One area where Saving Private Ryan completely outstrips it's TV counterpart - and many, many, many other war movies - is the budget available to depict war at its most horrific, mainly during the D-Day landings that open the movie and remain seared into minds of anyone who has ever watched this movie, even if they only ever saw it the one time when it first came out.


It's definitely not glamorous and neither is it celebrative of warfare either - it's harrowing and even numbing to watch the hell the soldiers went through just to make it off a beach. It's as bloody as you'd expect, with enough men dying to turn the sea water completely red, and there are multiple moments that are more relieving than what you'd call 'badass'.
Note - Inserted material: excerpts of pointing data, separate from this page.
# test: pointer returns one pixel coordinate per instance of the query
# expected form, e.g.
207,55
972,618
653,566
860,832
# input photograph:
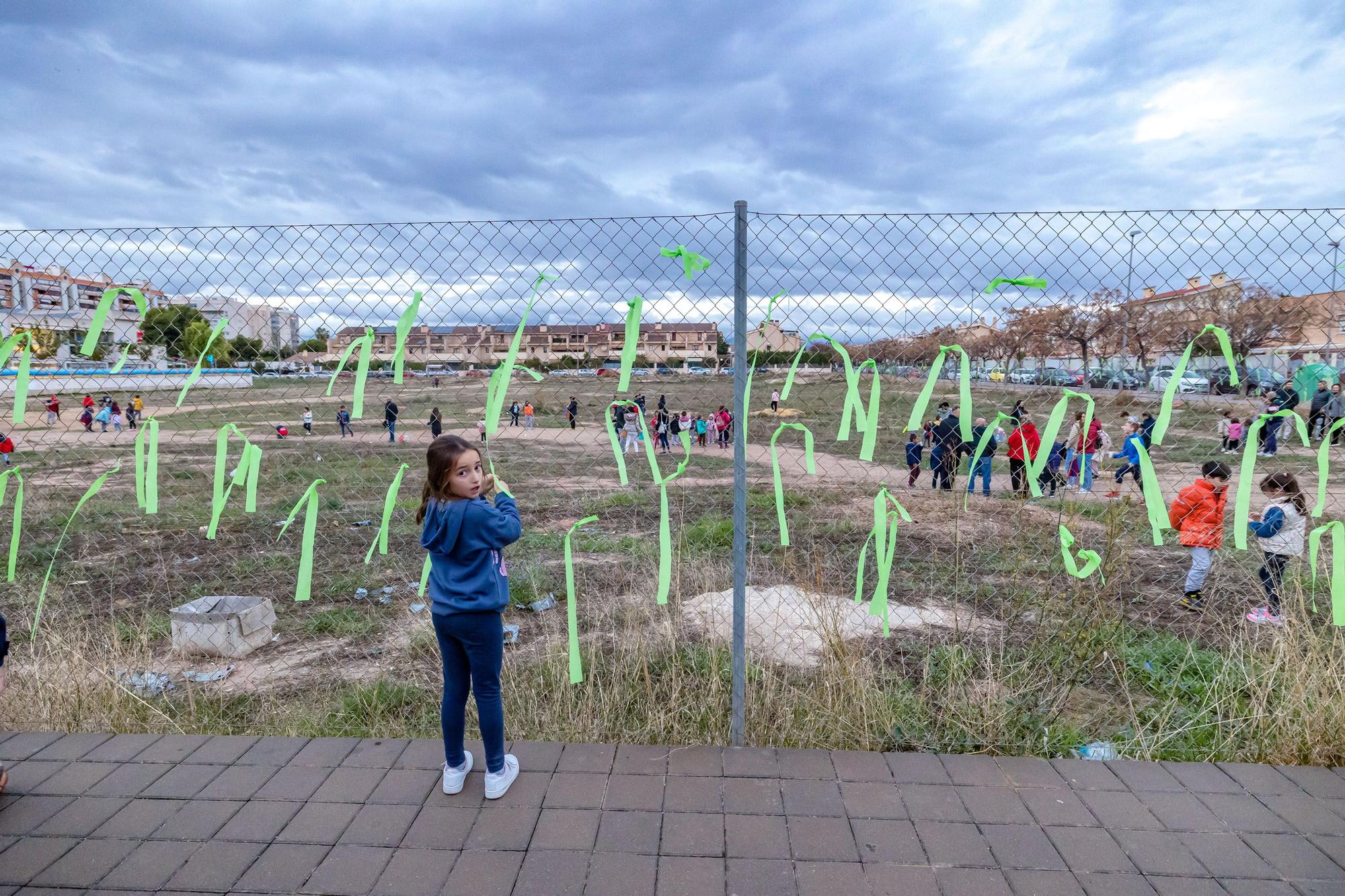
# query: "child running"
469,589
1280,529
1199,517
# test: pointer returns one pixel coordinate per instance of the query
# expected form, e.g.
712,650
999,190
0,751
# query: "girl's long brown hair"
440,462
1289,485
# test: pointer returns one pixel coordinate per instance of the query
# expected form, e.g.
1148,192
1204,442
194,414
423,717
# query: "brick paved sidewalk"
344,815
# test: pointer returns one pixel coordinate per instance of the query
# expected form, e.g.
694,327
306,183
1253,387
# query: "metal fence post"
740,467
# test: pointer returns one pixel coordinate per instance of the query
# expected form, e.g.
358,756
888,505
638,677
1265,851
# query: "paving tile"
150,865
689,876
416,872
376,754
1089,849
283,868
629,833
87,862
930,802
757,837
567,829
634,791
1022,846
32,856
822,840
888,841
440,827
552,873
1226,856
703,762
83,817
750,762
1159,853
319,823
587,758
223,749
380,825
217,866
637,759
259,821
622,874
504,829
349,869
761,877
485,873
688,794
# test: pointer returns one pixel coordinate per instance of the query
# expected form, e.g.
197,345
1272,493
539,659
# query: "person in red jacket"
1199,517
1024,443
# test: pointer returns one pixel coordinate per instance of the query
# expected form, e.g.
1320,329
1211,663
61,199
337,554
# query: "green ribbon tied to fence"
147,467
775,471
692,263
631,345
100,315
1091,559
389,503
1031,283
196,372
21,381
1243,502
365,345
46,580
965,393
1165,411
571,611
248,470
404,329
1315,541
884,537
1051,431
309,501
17,525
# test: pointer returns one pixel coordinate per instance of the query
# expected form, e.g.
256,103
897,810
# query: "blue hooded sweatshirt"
465,540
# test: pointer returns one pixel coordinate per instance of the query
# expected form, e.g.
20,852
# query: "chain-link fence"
878,611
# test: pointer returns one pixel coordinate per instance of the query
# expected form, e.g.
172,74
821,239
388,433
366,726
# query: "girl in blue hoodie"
469,588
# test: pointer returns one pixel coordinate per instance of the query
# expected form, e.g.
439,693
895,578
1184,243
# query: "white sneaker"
498,783
455,778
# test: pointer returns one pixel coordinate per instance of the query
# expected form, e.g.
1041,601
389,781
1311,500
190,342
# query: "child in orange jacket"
1199,517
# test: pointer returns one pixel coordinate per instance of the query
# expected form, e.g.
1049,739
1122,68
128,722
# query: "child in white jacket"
1281,529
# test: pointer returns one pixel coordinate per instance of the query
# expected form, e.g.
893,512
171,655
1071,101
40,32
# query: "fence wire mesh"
992,643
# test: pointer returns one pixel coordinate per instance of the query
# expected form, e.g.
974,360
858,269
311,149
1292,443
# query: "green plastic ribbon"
692,263
1243,502
248,469
100,315
404,327
196,372
147,467
18,516
1032,283
305,584
21,381
367,346
1165,411
389,503
1155,503
571,612
965,393
1315,541
1093,560
775,469
633,338
46,580
1048,436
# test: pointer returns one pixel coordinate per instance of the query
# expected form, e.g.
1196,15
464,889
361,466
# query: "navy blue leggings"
473,646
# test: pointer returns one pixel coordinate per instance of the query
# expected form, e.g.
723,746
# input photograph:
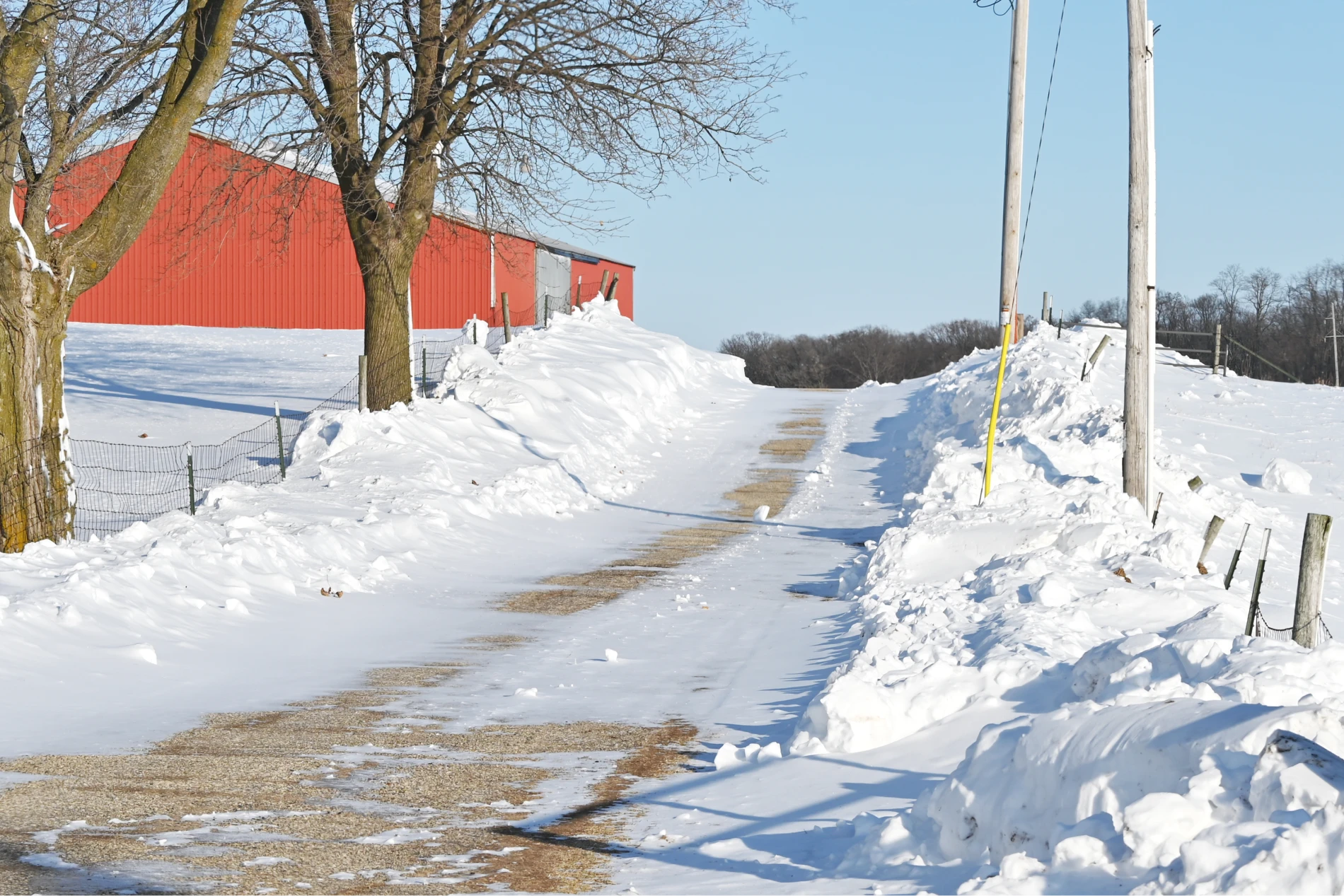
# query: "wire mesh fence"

There are still some who believe the rest of Saving Private Ryan doesn't live up to that opening sequence, but the movie never intends to - it opens big to let you know just how much danger there is for everyone involved, then sends the group off on their mission. The violence of those landings was to inform you just how much blood and horror you'd expect to see in a war, and sights you'll see again at various moments in the movie, even if the scale isn't quite as grand in scope.


How the movie looks adds to the effect, with a lot of grit, grain and dirt filling practically every shot, with drastic changes in light and colour levels - going from almost completely washed out to feeling like bright colours against black and white at times - adding to the sense of unease that the whole group feels while on their mission. It's not a dreamlike or 'unreal' tone, but more that separation from normality that only war on this scale makes possible.


For me though, it's the sound design that works best, with every single second an absolute audio treat - especially during combat, where gunfire, explosions, screaming and yelled orders all combine to form almost a score of their own. It's definitely not what you'd call pleasant to listen to thanks to what that sound is helping the movie depict, but it's astonishingly good at adding to the atmosphere and making everything happen on-screen feel all that more vivid.


Thanks to the Spielberg/Hanks connection between the two, it is effectively possible to slot Saving Private Ryan in-between the second and third episodes of Band of Brothers for one huge story, although there's virtually nothing beyond the aesthetics and World War II setting to connect the pair. It makes for one hell of an experience though, especially when both are so incredibly good.


Saving Private Ryan is a fantastic war movie, with an incredible opening that'll leave you stunned enough it'll make you appreciate the quieter moments that pepper the rest of the movie. It still looks great, it sounds truly incredible and the cast are uniformly (no pun intended) outstanding. Pair this with Band of Brothers for the ultimate D-Day+ war story experience.